Il magnate Roman Abramovič è stato di nuovo costretto a spostare i suoi due yacht, dal valore complessivo di quasi due miliardi di dollari, per via delle sanzioni europee. Adesso si trovano nel sud della Turchia, dove il presidente Recep Tayyip Erdogan ha deciso di non applicare le misure punitive perpetrate dall’Unione europea verso la Russia e i suoi cittadini, in seguito all’invasione dell’Ucraina da parte del Cremlino. Questa partita di nascondino tra il mondo occidentale e l’ex proprietario del Chelsea ha attirato l’attenzione pubblica. Il più grande dei due, Eclipse, del valore di 1 miliardo di dollari, è rimasto nei primi mesi del conflitto ancorato a Mugla, in provincia di Marmaris non lontano da dove è presente My Solaris, del valore di 780 milioni di dollari. Entrambi sono registrati alle Maldive.

La seconda nave, quella “economica”, era rimasta nel cruise port di Bodrum, nota località balneare turca. Ciò ha attirato l’attenzione di alcuni avvocati inglesi. Il motivo dell’interesse deriva dal fatto che questo porto turistico è quotato nella borsa della City e pertanto soggetto alle sanzioni europee.

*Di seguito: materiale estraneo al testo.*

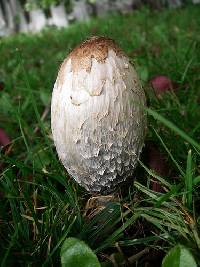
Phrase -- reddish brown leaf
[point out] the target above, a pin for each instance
(4, 138)
(2, 85)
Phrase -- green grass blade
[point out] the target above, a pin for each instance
(173, 127)
(189, 181)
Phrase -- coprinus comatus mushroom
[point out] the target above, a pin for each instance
(98, 115)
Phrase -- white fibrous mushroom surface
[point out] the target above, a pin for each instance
(98, 115)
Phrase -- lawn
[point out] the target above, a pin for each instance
(41, 205)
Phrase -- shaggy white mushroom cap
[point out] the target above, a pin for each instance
(97, 115)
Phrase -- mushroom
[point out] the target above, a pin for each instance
(98, 115)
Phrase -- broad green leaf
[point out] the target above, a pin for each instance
(179, 256)
(76, 253)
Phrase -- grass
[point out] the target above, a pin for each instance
(41, 205)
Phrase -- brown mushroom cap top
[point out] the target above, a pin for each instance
(94, 47)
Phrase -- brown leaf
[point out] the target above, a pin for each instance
(4, 138)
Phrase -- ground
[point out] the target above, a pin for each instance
(40, 205)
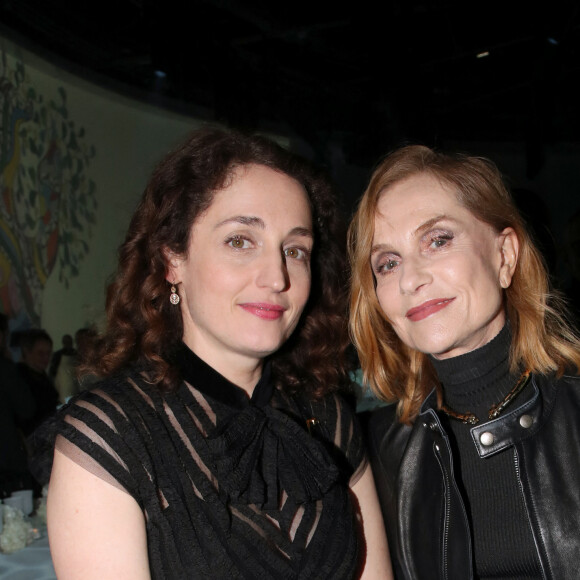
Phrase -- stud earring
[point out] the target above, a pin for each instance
(174, 296)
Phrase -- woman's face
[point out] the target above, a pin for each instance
(439, 270)
(246, 278)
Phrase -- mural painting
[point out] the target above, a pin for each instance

Situazione che ha spinto il magnate russo a muovere ancora i suoi due yacht, che hanno lasciato i porti in cui erano ancorati da marzo e hanno fatto rotta vero la località di Gocek, rimanendo al largo.

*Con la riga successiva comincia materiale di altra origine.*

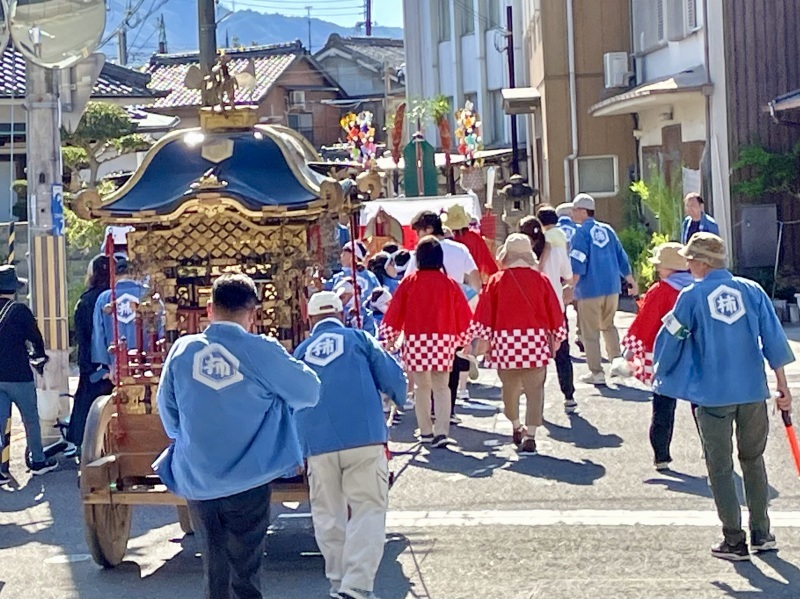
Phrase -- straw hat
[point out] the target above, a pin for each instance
(706, 247)
(517, 248)
(457, 217)
(324, 302)
(667, 255)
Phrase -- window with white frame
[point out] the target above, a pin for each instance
(495, 11)
(649, 25)
(598, 175)
(692, 20)
(443, 7)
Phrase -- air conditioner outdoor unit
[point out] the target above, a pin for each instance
(615, 68)
(297, 99)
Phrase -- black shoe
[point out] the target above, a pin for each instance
(527, 447)
(441, 441)
(760, 542)
(44, 467)
(732, 553)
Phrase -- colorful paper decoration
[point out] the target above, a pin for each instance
(468, 133)
(360, 137)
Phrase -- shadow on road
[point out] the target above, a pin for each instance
(680, 482)
(766, 586)
(582, 433)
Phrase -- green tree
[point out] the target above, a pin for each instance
(765, 172)
(104, 133)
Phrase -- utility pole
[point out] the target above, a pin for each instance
(308, 20)
(47, 244)
(162, 36)
(512, 85)
(122, 37)
(207, 19)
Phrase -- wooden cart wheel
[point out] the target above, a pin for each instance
(185, 520)
(107, 527)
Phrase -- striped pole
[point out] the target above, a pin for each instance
(5, 458)
(11, 239)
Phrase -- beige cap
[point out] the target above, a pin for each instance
(324, 302)
(706, 247)
(517, 247)
(584, 201)
(667, 255)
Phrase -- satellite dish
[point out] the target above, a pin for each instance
(3, 28)
(56, 34)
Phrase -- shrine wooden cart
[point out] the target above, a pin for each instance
(230, 196)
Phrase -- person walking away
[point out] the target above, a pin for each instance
(431, 312)
(696, 218)
(90, 384)
(519, 315)
(459, 265)
(458, 221)
(344, 439)
(367, 281)
(673, 272)
(346, 291)
(18, 329)
(226, 399)
(711, 352)
(377, 266)
(554, 263)
(128, 294)
(568, 227)
(599, 262)
(565, 222)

Secondo il sito Lloyd’s Intelligence List lo yacht My Solaris intestato all’ex patron del Chelsea, 140 metri, avrebbe abbandonato il porto di Barcellona l’8 marzo scorso. È stato poi avvistato al largo della Sicilia due giorni dopo, quando sono entrate in vigore le sanzioni della Gran Bretagna, per poi attraccare il 12 marzo a Tivat, in Montenegro e da là prendere il largo verso il porto di Bodrum. Lo yacht ha seguito una rotta che, senza mai entrare in acque della Grecia, gli ha permesso di evitare le sanzioni europee, scattate il 15 del mese. L’altra nave, la “maggiore”, con due piste per atterraggio elicotteri e un minisottomarino annesso, è partita dalle Antille il 3 marzo per poi giungere in Turchia, nel porto di Marmaris, il 22 del mese. Anche in questo caso percorrendo una rotta che gli ha permesso di evitare le sanzioni.

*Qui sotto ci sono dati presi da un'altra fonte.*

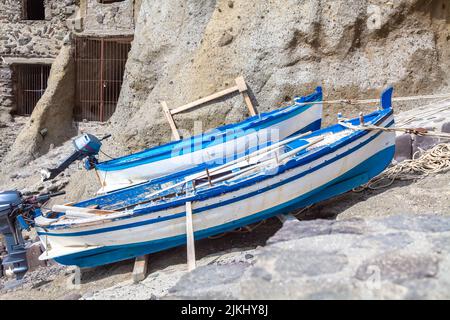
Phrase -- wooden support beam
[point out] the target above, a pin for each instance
(190, 237)
(140, 269)
(204, 100)
(172, 124)
(242, 86)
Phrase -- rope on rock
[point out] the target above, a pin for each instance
(423, 164)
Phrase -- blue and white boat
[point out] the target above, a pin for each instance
(213, 148)
(285, 176)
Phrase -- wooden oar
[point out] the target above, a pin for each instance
(416, 131)
(265, 162)
(261, 153)
(65, 209)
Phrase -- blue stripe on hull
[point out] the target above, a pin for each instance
(353, 178)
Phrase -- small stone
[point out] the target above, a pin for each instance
(72, 296)
(225, 40)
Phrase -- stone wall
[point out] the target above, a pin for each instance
(353, 49)
(6, 92)
(28, 39)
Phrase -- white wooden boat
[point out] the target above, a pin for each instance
(278, 179)
(213, 148)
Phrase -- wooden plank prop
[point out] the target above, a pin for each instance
(240, 86)
(190, 237)
(140, 268)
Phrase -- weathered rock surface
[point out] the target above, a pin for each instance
(52, 120)
(352, 48)
(396, 257)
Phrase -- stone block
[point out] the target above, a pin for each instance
(33, 253)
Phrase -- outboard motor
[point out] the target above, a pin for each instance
(16, 214)
(16, 258)
(86, 146)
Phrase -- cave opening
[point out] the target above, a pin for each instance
(33, 9)
(30, 83)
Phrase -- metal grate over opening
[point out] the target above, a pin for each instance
(100, 69)
(30, 84)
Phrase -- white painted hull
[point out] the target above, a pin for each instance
(224, 214)
(119, 179)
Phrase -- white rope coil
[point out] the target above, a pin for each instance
(423, 164)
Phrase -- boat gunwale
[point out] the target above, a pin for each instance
(140, 158)
(379, 117)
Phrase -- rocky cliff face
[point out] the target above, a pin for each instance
(188, 49)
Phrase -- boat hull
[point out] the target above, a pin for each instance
(210, 150)
(333, 174)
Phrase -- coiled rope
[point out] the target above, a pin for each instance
(424, 163)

Sul fronte dei negoziati tra Russia e Ucraina, perfino il presidente di Kiev è convinto che Abramovic possa essere una figura decisiva, vista la sua vicinanza a Vladimir Putin e allo stesso tempo ai canoni occidentali. Per questo motivo fu Volodymyr Zelensky stesso a chiedere alla Casa Bianca di bloccare le sanzioni nei confronti dell’oligarca, nella convinzione che si trattasse di un personaggio in grado di mediare con il Cremlino. Lo stesso Magnate era presente lo scorso 29 marzo a Istanbul, quando le delegazioni di Russia e Ucraina si sono incontrate per portare avanti il negoziato precedentemente avviato in Bielorussia, senza tuttavia trovare un accordo per un cessate il fuoco.